The Conference Board of Canada bills itself as "the foremost, independent, not-for-profit applied research organization in Canada. Objective and non-partisan. We do not lobby for specific interests." These claims should take a major hit based on last week's release of a deceptive, plagiarized report on the digital economy that copied text from the International Intellectual Property Alliance (the primary movie, music, and software lobby in the U.S.), at times without full attribution. The report itself was funded by copyright lobby groups (U.S. Chamber of Commerce, Canadian Chamber of Commerce, Canadian Anti-Counterfeiting Network, Copyright Collective of Canada which represents U.S. film production) along with the Ontario Ministry of Research and Innovation. The role of the Ontario government obviously raises questions about taxpayer dollars being used to pay for a report that simply recycles the language of a U.S. lobby group paper.
It all seems a bit ironic.
The Conference Board of Canada has responded, but the story was picked up by the MSM. Again, according to Michael Geist's blog:
IT Business also covers the story with the only direct information from the Office of the Minister of Research and Innovation John Wilkinson. A spokesperson says that the Government paid $15,000 to the Conference Board to support the report and this week's conference. Spokesperson Grahame Rivers told IT Business that "these are serious allegations. We take any charge of plagiarism seriously. We will be following up and look forward to hear what they [Conference Board of Canada] have to say about this." The story has also attracted huge attention online, with blog postings here, here, here, here, here, here, here, here, here, here, here, here, here, here, here, and here.
Here's Cory Doctorow's take:
Canadian think-tank that spent tax-dollars plagiarizing US copyright lobby press-materials ignored its own expert's conflicting research
The Conference Board of Canada -- a supposedly independent think tank that took Canadian tax-money to produce a report on the "Digital Economy" that plagiarized press-materials from the US copyright lobby -- ignored conflicting evidence that an independent legal expert produced after they paid him to investigate the subject.

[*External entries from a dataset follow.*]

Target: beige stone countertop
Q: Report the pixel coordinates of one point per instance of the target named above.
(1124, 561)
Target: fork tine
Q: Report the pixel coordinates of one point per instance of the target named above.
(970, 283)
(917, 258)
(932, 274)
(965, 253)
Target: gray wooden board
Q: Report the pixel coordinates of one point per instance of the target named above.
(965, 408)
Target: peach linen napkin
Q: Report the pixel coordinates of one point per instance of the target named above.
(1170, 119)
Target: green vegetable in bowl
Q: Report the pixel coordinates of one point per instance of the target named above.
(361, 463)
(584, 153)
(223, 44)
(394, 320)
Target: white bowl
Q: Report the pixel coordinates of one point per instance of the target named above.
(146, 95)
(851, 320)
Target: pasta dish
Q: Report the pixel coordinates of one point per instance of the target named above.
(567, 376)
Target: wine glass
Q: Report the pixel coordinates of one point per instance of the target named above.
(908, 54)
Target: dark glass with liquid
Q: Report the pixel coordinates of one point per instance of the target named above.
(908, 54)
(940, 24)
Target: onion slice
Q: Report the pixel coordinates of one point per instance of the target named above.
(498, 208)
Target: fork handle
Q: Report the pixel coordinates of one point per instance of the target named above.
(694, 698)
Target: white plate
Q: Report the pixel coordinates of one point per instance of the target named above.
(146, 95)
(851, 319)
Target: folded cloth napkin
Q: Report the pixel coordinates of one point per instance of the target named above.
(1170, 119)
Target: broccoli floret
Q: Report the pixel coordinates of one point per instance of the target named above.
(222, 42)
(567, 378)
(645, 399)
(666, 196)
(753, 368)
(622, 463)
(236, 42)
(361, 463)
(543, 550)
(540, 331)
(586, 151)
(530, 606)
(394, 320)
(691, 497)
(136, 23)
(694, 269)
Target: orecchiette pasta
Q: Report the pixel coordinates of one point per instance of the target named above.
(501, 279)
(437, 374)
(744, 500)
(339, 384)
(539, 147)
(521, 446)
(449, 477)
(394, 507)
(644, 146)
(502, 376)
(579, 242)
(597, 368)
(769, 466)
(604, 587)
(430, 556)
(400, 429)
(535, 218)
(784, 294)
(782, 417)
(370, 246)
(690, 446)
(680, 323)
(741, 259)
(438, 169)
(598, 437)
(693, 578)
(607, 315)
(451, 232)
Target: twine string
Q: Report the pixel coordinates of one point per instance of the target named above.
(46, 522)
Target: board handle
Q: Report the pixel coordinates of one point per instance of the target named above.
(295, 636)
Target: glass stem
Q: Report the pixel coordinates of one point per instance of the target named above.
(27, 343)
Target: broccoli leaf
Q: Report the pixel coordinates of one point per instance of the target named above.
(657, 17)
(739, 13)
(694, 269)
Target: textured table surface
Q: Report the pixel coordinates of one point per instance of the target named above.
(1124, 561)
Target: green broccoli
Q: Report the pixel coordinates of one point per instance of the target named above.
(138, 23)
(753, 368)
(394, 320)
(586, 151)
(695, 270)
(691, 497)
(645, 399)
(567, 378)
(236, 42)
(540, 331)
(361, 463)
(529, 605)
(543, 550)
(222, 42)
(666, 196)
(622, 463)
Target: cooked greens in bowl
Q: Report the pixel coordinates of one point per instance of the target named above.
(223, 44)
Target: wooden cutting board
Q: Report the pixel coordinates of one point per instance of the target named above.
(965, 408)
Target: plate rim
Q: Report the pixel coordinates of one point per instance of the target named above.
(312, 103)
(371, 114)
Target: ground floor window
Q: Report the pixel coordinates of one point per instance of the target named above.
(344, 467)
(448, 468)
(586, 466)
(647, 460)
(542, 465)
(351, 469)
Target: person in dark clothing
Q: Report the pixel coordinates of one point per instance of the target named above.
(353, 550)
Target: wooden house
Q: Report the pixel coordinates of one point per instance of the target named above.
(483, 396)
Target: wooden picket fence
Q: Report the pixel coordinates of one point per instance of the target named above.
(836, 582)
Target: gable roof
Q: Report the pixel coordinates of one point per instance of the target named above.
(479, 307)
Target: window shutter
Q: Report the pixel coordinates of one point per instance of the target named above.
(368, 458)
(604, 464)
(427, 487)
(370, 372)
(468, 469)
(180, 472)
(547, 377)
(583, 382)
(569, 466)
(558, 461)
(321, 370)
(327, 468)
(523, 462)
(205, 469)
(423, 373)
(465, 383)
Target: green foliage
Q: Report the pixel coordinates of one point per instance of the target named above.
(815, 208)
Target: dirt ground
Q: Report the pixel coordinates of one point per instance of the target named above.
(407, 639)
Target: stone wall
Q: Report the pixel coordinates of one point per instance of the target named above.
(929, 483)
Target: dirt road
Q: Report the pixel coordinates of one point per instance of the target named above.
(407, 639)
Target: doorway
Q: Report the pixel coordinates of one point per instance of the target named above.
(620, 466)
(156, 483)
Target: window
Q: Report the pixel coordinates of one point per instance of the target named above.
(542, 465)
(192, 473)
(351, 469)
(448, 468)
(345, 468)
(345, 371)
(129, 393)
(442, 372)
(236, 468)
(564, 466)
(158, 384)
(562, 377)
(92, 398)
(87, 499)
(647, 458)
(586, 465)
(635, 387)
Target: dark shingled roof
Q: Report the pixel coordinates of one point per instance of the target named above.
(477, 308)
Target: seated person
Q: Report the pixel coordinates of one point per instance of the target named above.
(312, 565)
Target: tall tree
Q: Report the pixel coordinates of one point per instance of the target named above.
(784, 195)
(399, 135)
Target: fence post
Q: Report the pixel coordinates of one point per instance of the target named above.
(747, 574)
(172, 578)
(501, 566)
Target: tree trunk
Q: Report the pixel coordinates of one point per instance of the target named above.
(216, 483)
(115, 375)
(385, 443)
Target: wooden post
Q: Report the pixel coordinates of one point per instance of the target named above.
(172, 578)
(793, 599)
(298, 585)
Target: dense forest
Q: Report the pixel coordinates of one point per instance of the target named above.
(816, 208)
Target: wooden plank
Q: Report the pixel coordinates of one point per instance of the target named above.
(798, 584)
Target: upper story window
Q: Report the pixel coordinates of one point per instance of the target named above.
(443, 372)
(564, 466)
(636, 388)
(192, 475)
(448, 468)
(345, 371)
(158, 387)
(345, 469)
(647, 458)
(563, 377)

In other words, they went into this project knowing what conclusions they wanted to draw, and ignored everyone -- even their own researchers -- who had anything different to say.
The Conference Board of Canada has responded on their website defending the report and announcing that the report will be presented On Friday, May 29 at a Conference Board conference in Toronto.
I've filed an Access to Information Request to the Government of Ontario (Ministry of Research and Innovation) requesting all documents related to the funding of the report.